Dr. John F. Hamilton, Jr.

Photographic Science and Technology Center
Kodak Research Labs
Rochester, NY 14650-2120
Phone: 585-477-5047
E-mail: john.f.hamilton@kodak.com

A graduate of Cornell University, John Hamilton received his Ph.D. in mathematics at Indiana University. In 1974, he accepted a position at the Kodak Research Laboratories where he applied mathematics to various problems in graphic arts (printing), medical imaging, clinical diagnostic imaging, and electronic digital imaging. He is a Research Fellow, a recipient of the Eastman Innovation Award (2003), a recipent of the Rochester Intellectual Property Law Association (RIPLA) Distinguished Inventor of the Year Award (2005), and a member of Kodak’s Distinguished Inventors Gallery with 38 patents in the area of digital image processing. Currently, he is developing novel image processing algorithms for Kodak's digital camera business, Kodak's sensor business, and related applications.


Building a Math Model for a Blur Filter

Blur filters are often used in digital imaging systems to suppress the sampling artifact known as "aliasing". One type of blur filter is called a phase noise filter which blurs the image by introducing random phase shifts into the image prior to its capture. In the process of designing such a filter, it is helpful to have a math model to predict the effect the filter would have on any given image.

The talk includes a brief description of digital cameras and a demonstration of the problem of color aliasing. Additional topics briefly described are: linear shift-invariant operations, the Fourier Transform, and the modulation transfer function (MTF). An integral representation of an MTF is then analyzed and reduced to known functions and a single unknown autocorrelation function. The final portion of the talk discusses a computational method by which this unknown function can be approximated, and compares the resulting model to measured data.


Color Interpolation for Digital Images

Digital imaging systems need three values (red, green, blue) in every picture element (pixel) to produce a color image. While some systems use three sensors to measure all these values directly, other systems use a single sensor to measure only a third of them. The rest of the color values must then be computed from the measured values. This color reconstruction step is called color interpolation.

The talk takes the audience through some of the steps required to get good reconstructed images. Image artifacts are shown before and after each algorithm step is taken so that the impact of each step may be seen.

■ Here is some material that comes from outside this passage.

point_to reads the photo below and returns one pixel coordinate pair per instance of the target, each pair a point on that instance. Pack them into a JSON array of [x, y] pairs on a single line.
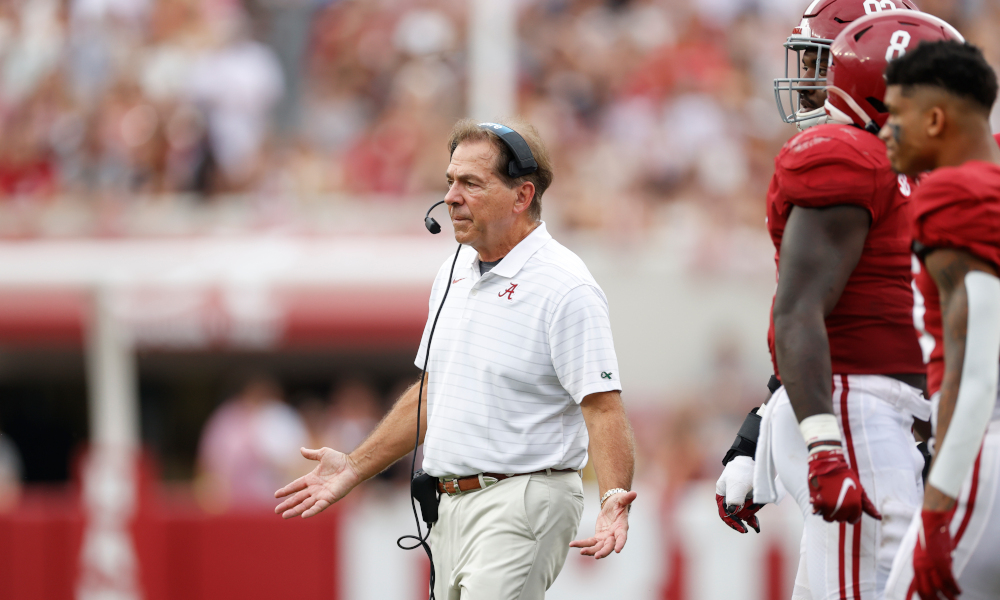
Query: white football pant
[[839, 561], [975, 528]]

What Does an Industrial Mathematician Do?

This talk is about the kind of problems found in "industry" and the role played by mathematicians in solving them. Most industrial problems are multi-disciplinary in nature and require the efforts of several people to find a solution. While math modeling is an important problem-solving skill, other "non-math" skills are equally important. These include good communication and the ability to deal with people from other areas of science and business.

A quick summary is presented of actual problems encountered at Kodak.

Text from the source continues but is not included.